The men had brought in a folding table, set up the rig, and run the proper line to an antenna array outside. His most skilled communications specialists sat before the snowy display screen, tuning and tweaking the dials with a safecracker’s touch, searching along the narrow spectrum for a faint encrypted signal somewhere out there, just within range.
Those Talion people Landers had hired to do his bidding were very well trained and equipped. Their gear, however, wasn’t the latest tech available to the legitimate U.S. military. They had weaponry, helicopters, tanks, APCs, and even jets, but it was all years old, the type of equipment often sold to second-rate allies overseas.
Their drones were yesterday’s news as well, and the secrets of this particular class of craft had been studied and ultimately cracked by the very terrorist forces they’d been deployed to watch and harass along the Afghan–Pakistan border. A UAV maintains a constant data link with its controllers, and that signal can be captured if a man knows where to find it.
At last the picture swam and hissed and then stabilized. An image appeared, the same one he’d seen for only a second when Landers had shown it before: a large house, outbuildings and corrals, and sprawling open land surrounding it all. With a tapping on the keyboard an electronic inquiry was sent and back streamed a screen full of telemetry data, including the coordinates of the target residence.
The men let out a triumphant yell, one of them turned up the lights, and another called out the key data to be copied down.

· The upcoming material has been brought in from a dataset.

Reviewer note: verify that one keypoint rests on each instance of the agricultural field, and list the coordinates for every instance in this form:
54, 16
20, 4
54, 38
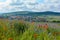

George Pierce bent over the large map on his table, traced the coordinates with his fingers, and quickly found the place.
“Feed those numbers into a GPS,” he said, “then get all the men together, get everybody, but do it quiet.” He was thinking of the skeleton crew of Talion mercenaries that Landers had left with him, camped in the field outside. Without any doubt part of their job was to keep watch over their hosts and report any hints of revolt.
But a time comes when every leader must face the Rubicon and make his choice to cross it or deny his destiny. This was a turning point, and although it had come sooner than he’d expected, he would not shy away.
“No,” Pierce said. “We’re not going to slink off our own land and sneak away to do what’s right. Now listen up. Keep the man out there in the radio tent alive, and we’ll persuade him to keep his boss informed that we’re all still doing what we’re told. As for the others, I want you boys to go now and kill everyone outside that ain’t one of us. Take them all at once, and I don’t want to hear any alarms go off, you understand? Make it quick and quiet and clean.”
The men nodded, and a few of them smiled.
Then Pierce thumped the X he’d drawn on the map in front of him.
“And then you go there,” he said, “all of you. Drive down to that ranch and murder everything moving. Man, woman, or child, it makes no difference to me. Kill them all and we’ll let God sort ’em out. Burn the place to the ground, but you save one thing for me.” He raised his voice so all could hear. “I’ll give ten thousand in gold to the man who brings that Molly Ross back here alive to face the music.”